Thousands of federal workers trickled into their cubicles, reopened their labs, unlocked park gates and otherwise got back to business Thursday after President Barack Obama signed a bill ending the first government shutdown in 17 years.
By 10 a.m. Thursday, workers at Chickasaw National Recreation Area just south of Sulphur were turning water back on at campgrounds, clearing downed trees and hoped to have all of the 15-square-mile park back open by the weekend, said Dan Winings, the park's public information officer.
The shutdown idled more than two dozen park workers, angered visitors and disrupted the local economy which relies heavily on the recreation area that draws about 3,500 people each day in October.

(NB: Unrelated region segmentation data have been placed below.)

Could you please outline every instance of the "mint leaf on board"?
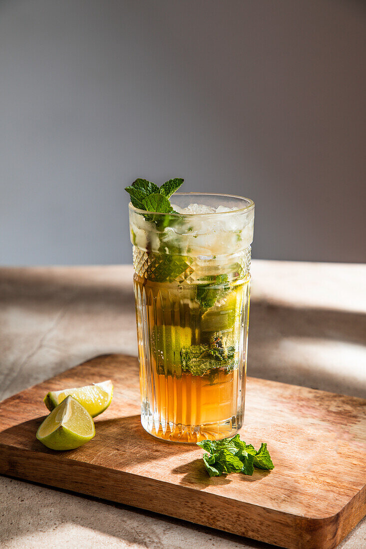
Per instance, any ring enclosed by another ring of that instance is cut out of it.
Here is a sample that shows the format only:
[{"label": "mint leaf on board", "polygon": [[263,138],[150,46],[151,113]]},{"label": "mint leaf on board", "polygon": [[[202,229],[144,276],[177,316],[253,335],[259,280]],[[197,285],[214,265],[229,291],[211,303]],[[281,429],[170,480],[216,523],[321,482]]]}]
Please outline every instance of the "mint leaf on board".
[{"label": "mint leaf on board", "polygon": [[167,198],[170,198],[173,193],[178,190],[184,181],[184,179],[179,177],[170,179],[169,181],[166,181],[162,185],[159,189],[159,192],[161,194],[167,197]]},{"label": "mint leaf on board", "polygon": [[231,439],[203,440],[197,444],[208,452],[203,454],[203,458],[210,477],[233,472],[251,475],[254,467],[269,470],[274,467],[266,444],[262,442],[257,451],[239,434]]},{"label": "mint leaf on board", "polygon": [[258,452],[256,451],[251,444],[248,444],[245,449],[248,454],[253,456],[253,462],[255,467],[264,469],[271,469],[274,467],[265,442],[262,443]]}]

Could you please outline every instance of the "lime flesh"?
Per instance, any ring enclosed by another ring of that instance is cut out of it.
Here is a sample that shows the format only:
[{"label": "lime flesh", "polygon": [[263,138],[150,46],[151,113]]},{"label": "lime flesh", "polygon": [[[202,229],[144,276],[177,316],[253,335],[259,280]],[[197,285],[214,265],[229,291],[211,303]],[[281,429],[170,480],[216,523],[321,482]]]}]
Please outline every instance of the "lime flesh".
[{"label": "lime flesh", "polygon": [[49,410],[58,406],[66,396],[70,395],[88,411],[92,417],[104,412],[110,404],[113,396],[113,384],[110,379],[86,385],[84,387],[51,391],[43,399]]},{"label": "lime flesh", "polygon": [[41,424],[37,438],[51,450],[74,450],[95,435],[91,416],[81,405],[67,396]]}]

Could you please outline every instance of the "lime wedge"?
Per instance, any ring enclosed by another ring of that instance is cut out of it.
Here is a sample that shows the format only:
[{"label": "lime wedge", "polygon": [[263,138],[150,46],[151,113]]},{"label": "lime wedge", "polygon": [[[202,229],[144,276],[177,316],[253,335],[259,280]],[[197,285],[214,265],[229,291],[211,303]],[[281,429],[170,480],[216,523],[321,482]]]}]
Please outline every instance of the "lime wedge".
[{"label": "lime wedge", "polygon": [[73,450],[95,435],[93,418],[72,396],[67,396],[41,424],[36,436],[51,450]]},{"label": "lime wedge", "polygon": [[69,395],[80,402],[92,417],[99,416],[110,404],[113,396],[113,385],[110,379],[86,385],[85,387],[64,389],[62,391],[51,391],[46,395],[43,402],[52,411]]}]

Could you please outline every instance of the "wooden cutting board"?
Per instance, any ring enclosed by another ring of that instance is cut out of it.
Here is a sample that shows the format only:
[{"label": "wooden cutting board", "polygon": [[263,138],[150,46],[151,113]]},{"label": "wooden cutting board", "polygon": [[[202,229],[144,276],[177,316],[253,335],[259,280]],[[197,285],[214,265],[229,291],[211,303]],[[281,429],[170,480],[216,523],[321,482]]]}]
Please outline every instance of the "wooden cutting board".
[{"label": "wooden cutting board", "polygon": [[[249,378],[241,434],[275,469],[210,478],[198,446],[140,421],[135,357],[99,356],[0,404],[0,473],[126,503],[290,549],[335,547],[366,514],[366,400]],[[67,452],[35,438],[49,390],[112,379],[96,435]]]}]

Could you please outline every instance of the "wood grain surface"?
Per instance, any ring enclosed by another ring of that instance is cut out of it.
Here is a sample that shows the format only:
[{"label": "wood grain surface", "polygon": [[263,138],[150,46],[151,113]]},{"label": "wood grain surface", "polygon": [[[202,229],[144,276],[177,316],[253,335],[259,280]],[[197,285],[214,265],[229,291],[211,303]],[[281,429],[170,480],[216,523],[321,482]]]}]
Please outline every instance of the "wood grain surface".
[{"label": "wood grain surface", "polygon": [[[289,548],[335,547],[366,514],[366,401],[249,378],[241,435],[275,469],[210,478],[202,451],[154,439],[140,421],[138,365],[97,357],[0,404],[0,473]],[[35,433],[55,390],[110,378],[96,435],[67,452]]]}]

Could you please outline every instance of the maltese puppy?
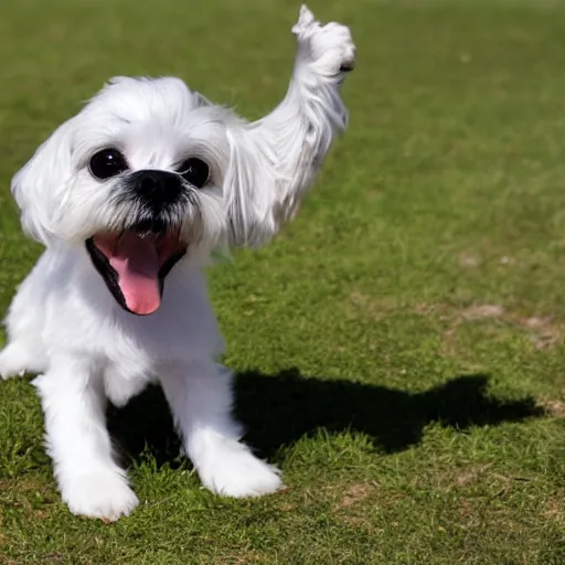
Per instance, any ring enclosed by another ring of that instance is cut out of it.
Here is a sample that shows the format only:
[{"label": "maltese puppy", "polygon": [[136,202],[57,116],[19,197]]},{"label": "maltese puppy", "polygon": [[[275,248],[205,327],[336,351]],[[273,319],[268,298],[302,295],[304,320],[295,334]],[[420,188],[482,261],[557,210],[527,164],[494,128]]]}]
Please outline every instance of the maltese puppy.
[{"label": "maltese puppy", "polygon": [[347,126],[348,28],[302,7],[285,99],[248,124],[178,78],[111,79],[14,175],[25,233],[45,246],[7,317],[3,377],[25,372],[71,512],[116,520],[138,503],[115,461],[106,402],[159,382],[203,484],[227,497],[281,487],[241,443],[203,268],[258,246],[297,212]]}]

Wining said visitors already were flocking back to the park early Monday.
At Federal Aviation Administration offices in Oklahoma City, more than 3,000 employees were returning to work after a furlough of longer than two weeks.
The Mike Monroney Aeronautical Center employs about 6,600 Oklahomans and includes a training academy that instructs air traffic controllers, technicians and inspectors from across the country.
The academy and about half the center were shut down during the past two weeks, union officials said.
FAA spokeswoman Kristie Greco said Thursday employees were returning and beginning the process of catching up.
In addition to training and employing aviation inspectors and technicians, the center also processes hundreds of thousands of pilot certifications every year and manages a civil aviation registry.
Union representative Robert Abbott said the backlog created by the past two weeks could cause continuing problems.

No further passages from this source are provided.